The bill would add $1 an hour to the current minimum wage of $5.15 on Sept. 1, 2007, and a second $1 an hour on Sept. 1, 2008. After that, the state minimum wage would rise with the cost of inflation.
“The minimum wage is a poverty wage, and that’s unacceptable,” Senator Ellis said.
According to a recent non-partisan Pew poll, 83 percent of Americans support an increase in the minimum wage to $7.15 an hour. Twenty-eight states have taken the initiative to raise their hourly wage minimums, including all six that considered the issue in the Nov. 7 election.
“A decent minimum wage increase would benefit Texas in many ways. It would bring self-sufficiency to some families who work multiple jobs and allow them to reduce or eliminate reliance on public benefits. It would spread the buying power in our economy. Most importantly, it would bring a greater measure of dignity to all who contribute to our state’s productivity,” Senator Ellis said.
“What this bill will clearly not do is cost the state jobs,” Senator Ellis said. “The experience of states that have raised the minimum wage is that a modest minimum wage increase at the level we are discussing does not harm the job market. But a minimum wage increase clearly helps a large number of workers and their families make ends meet and improve their lives.”
Texas AFL-CIO President Emmett Sheppard endorsed Senator Ellis’s bill and said the time for a minimum wage increase is long overdue.
“From the days of the frontier, Texans have fundamentally supported a fair day’s wage for a fair day’s work, but our laws have rarely enforced that principle,” Texas AFL-CIO President Emmett Sheppard said.
“Senator Ellis’s bill would not only help full-time workers whose pay confines them well within the poverty level, but would take the minimum wage issue out of the political arena by enacting a cost-of-living adjustment.

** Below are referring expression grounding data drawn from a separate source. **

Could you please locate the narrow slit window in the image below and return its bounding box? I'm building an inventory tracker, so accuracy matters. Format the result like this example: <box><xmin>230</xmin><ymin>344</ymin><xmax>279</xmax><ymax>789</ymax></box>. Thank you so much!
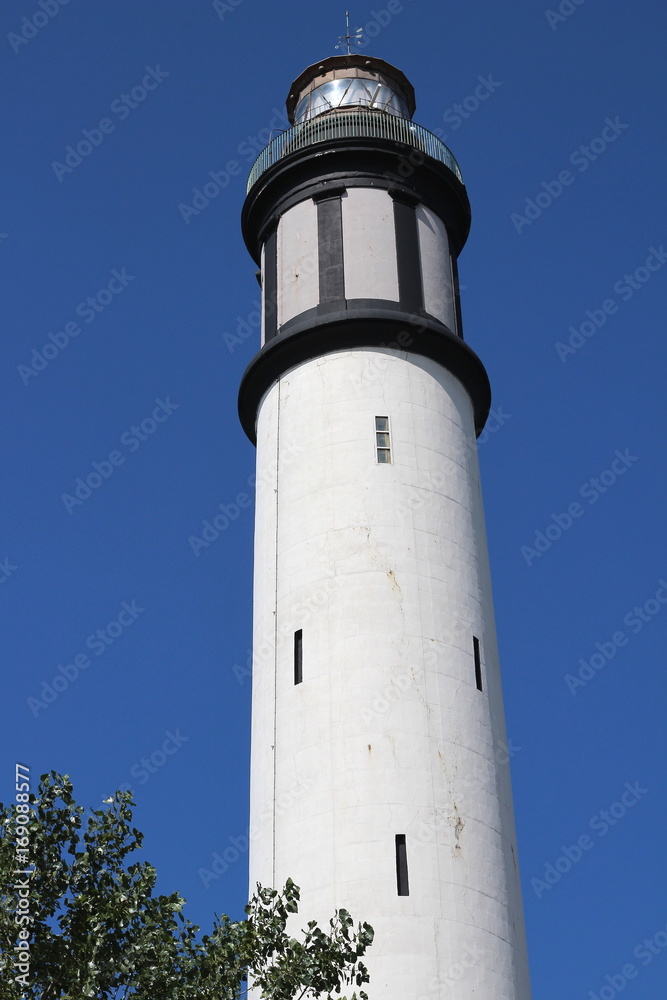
<box><xmin>294</xmin><ymin>629</ymin><xmax>303</xmax><ymax>685</ymax></box>
<box><xmin>395</xmin><ymin>834</ymin><xmax>409</xmax><ymax>896</ymax></box>
<box><xmin>375</xmin><ymin>416</ymin><xmax>391</xmax><ymax>463</ymax></box>
<box><xmin>473</xmin><ymin>635</ymin><xmax>483</xmax><ymax>692</ymax></box>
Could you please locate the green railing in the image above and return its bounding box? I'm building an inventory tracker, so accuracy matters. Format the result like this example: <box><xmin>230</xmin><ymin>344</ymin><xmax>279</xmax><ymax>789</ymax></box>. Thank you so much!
<box><xmin>246</xmin><ymin>109</ymin><xmax>463</xmax><ymax>193</ymax></box>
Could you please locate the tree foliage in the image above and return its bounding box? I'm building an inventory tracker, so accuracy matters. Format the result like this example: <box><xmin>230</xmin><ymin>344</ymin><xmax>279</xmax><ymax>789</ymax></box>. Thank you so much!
<box><xmin>0</xmin><ymin>773</ymin><xmax>373</xmax><ymax>999</ymax></box>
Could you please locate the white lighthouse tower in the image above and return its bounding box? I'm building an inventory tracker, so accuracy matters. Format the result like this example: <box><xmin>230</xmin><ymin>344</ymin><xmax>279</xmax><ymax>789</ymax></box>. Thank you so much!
<box><xmin>238</xmin><ymin>53</ymin><xmax>532</xmax><ymax>999</ymax></box>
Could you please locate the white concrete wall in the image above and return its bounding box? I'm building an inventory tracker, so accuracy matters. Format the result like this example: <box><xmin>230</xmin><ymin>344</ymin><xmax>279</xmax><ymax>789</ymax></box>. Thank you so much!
<box><xmin>248</xmin><ymin>348</ymin><xmax>531</xmax><ymax>999</ymax></box>
<box><xmin>416</xmin><ymin>204</ymin><xmax>456</xmax><ymax>331</ymax></box>
<box><xmin>341</xmin><ymin>188</ymin><xmax>399</xmax><ymax>302</ymax></box>
<box><xmin>277</xmin><ymin>198</ymin><xmax>319</xmax><ymax>327</ymax></box>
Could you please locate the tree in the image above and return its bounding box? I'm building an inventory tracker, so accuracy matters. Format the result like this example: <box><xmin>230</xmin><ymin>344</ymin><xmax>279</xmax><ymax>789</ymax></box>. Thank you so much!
<box><xmin>0</xmin><ymin>772</ymin><xmax>373</xmax><ymax>999</ymax></box>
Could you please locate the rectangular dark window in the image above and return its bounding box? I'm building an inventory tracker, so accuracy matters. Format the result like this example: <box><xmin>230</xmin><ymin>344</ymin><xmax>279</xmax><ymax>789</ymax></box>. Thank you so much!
<box><xmin>315</xmin><ymin>193</ymin><xmax>345</xmax><ymax>303</ymax></box>
<box><xmin>473</xmin><ymin>635</ymin><xmax>483</xmax><ymax>692</ymax></box>
<box><xmin>451</xmin><ymin>255</ymin><xmax>464</xmax><ymax>340</ymax></box>
<box><xmin>375</xmin><ymin>416</ymin><xmax>391</xmax><ymax>463</ymax></box>
<box><xmin>395</xmin><ymin>834</ymin><xmax>409</xmax><ymax>896</ymax></box>
<box><xmin>263</xmin><ymin>228</ymin><xmax>278</xmax><ymax>343</ymax></box>
<box><xmin>393</xmin><ymin>197</ymin><xmax>423</xmax><ymax>313</ymax></box>
<box><xmin>294</xmin><ymin>630</ymin><xmax>303</xmax><ymax>685</ymax></box>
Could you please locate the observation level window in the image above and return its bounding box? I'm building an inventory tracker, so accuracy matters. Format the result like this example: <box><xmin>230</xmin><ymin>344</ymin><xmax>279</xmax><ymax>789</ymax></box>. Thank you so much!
<box><xmin>294</xmin><ymin>79</ymin><xmax>409</xmax><ymax>123</ymax></box>
<box><xmin>375</xmin><ymin>416</ymin><xmax>391</xmax><ymax>464</ymax></box>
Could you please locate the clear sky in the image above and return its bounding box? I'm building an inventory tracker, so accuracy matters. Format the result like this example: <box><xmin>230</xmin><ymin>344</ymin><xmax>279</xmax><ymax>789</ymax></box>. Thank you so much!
<box><xmin>2</xmin><ymin>1</ymin><xmax>666</xmax><ymax>997</ymax></box>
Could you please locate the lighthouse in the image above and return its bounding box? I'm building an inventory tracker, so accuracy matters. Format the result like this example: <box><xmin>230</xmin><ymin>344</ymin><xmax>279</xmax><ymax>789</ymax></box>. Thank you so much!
<box><xmin>238</xmin><ymin>52</ymin><xmax>532</xmax><ymax>999</ymax></box>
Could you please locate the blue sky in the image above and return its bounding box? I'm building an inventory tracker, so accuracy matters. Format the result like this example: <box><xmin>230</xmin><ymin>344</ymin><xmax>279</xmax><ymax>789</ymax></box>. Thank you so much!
<box><xmin>2</xmin><ymin>1</ymin><xmax>666</xmax><ymax>996</ymax></box>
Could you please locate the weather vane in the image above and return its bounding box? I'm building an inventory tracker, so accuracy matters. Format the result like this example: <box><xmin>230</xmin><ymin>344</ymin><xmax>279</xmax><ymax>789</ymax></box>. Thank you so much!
<box><xmin>335</xmin><ymin>11</ymin><xmax>363</xmax><ymax>55</ymax></box>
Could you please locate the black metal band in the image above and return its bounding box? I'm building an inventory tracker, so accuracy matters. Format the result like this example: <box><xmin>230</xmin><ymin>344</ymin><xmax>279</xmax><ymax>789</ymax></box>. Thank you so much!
<box><xmin>242</xmin><ymin>138</ymin><xmax>471</xmax><ymax>263</ymax></box>
<box><xmin>238</xmin><ymin>310</ymin><xmax>491</xmax><ymax>443</ymax></box>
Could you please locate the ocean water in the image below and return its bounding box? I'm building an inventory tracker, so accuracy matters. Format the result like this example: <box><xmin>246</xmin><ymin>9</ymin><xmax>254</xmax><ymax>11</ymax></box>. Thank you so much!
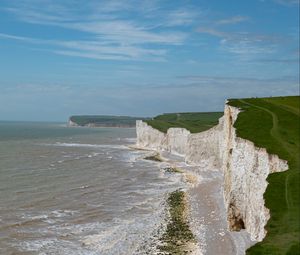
<box><xmin>0</xmin><ymin>122</ymin><xmax>183</xmax><ymax>255</ymax></box>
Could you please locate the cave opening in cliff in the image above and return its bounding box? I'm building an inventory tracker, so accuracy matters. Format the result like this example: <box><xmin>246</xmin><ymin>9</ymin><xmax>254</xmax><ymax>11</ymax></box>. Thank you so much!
<box><xmin>229</xmin><ymin>203</ymin><xmax>246</xmax><ymax>231</ymax></box>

Raising the minimum wage is a matter of common decency.”
“A fair minimum wage promotes economic development and rewards hard work. Overall, it’s a win-win,” says Don Baylor, Senior Policy Analyst, Center for Public Policy Priorities. The organization’s research establishes that the purchasing power of the minimum wage is at its lowest level since 1955, the public overwhelmingly supports an increase at the level being proposed by Senator Ellis and a higher minimum wage would benefit the economy.
As of October, approximately 523,000 Texas workers, or 5 percent of the workforce, earned less than $6.15 an hour. Another 543,000 Texas workers would benefit from the second year’s increase to $7.15 an hour.
CPPP's research shows that most low-wage workers are adult, female and work full time. The benefits of increasing the wages of these workers would extend far beyond the ability to buy more at the store. Families that can pay for basic necessities can devote more time and resources to the education and health of their children. Those are precisely the investments that produce the biggest long-term rewards in our state.
The federal minimum wage, which is part of the Fair Labor Standards Act, sets the national wage floor for virtually all workers. A higher Texas minimum wage would supersede the federal minimum within Texas, when enacted.